D'abord louée pour avoir permis le décollage économique spectaculaire du Bangladesh - sa croissance a été multipliée par plus de quatre depuis 2000 - Sheikh Hasina est aussi accusée d'avoir largement pillée les ressources de l'Etat.
Les actifs de nombre de ses proches ont été vendus mais le gouvernement provisoire a peu fait pour maintenir l'emploi dans leurs usines, regrette Syed Sultan Ahmed, directeur de l'Institut bangladais des études sur le travail
"Dans certains cas, le gouvernement a vendu des terrains et des actifs pour payer les arriérés (de salaires) aux employés mais rien n'a été fait pour relancer les usines (économiquement viables)", déplore-t-il.

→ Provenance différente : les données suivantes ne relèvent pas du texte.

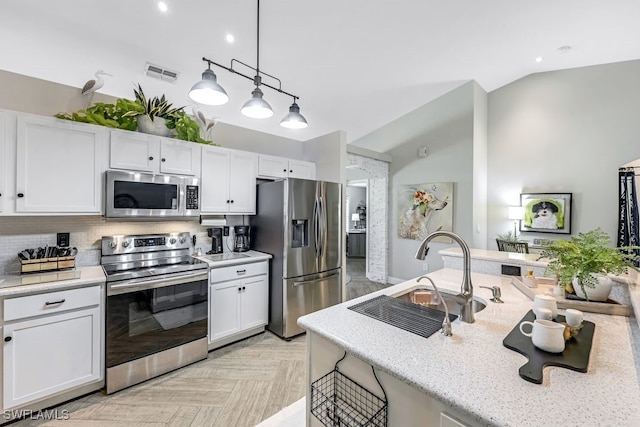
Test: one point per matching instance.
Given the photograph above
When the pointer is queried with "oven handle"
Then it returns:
(153, 283)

Conseiller financier, Salehuddin Ahmed compare la situation actuelle de son pays à celle d'un patient transféré "de l'unité de soins intensifs" à celle des "soins continus". Et il table sur une amélioration progressive en 2027.
- "Problèmes structurels" -
Quelques indicateurs économiques laissent effectivement entrevoir une reprise fragile.
Dans se dernière note, le Fonds monétaire international (FMI) table sur un rebond de la croissance à +4,7% cette année, contre +3,7% l'an dernier.
Les réserves de change du Bangladesh ont augmenté et son secteur bancaire montre des signes de redressement, affirme Fahmida Khatun, économiste et directrice du Centre pour le dialogue sur les politiques (CPD).
"Mais le chômage continue d'augmenter, les exportations de reculer, les importations de machines et de matières premières restant faibles et les crédits au secteur privé ont atteint un plus bas historique", relève-t‑elle, s'inquiétant "de la dégradation de la sécurité publique".
Autour de Dacca, des quartiers entiers d'ouvriers se sont progressivement vidés de leurs habitants.
"Les petits bazars, les magasins de proximité et les boutiques de cosmétiques bon marché destinées aux ouvrières du textile ont tous disparu", constate Iqbal Hossain, président du syndicat Trade Union Kendra.
Le gouvernement issu des urnes héritera donc d'une situation délicate.
"Il n'y a pas de solution immédiate", estime M. Khatun. "Les gens espèrent que la situation s'améliorera après les élections, mais les problèmes sont structurels".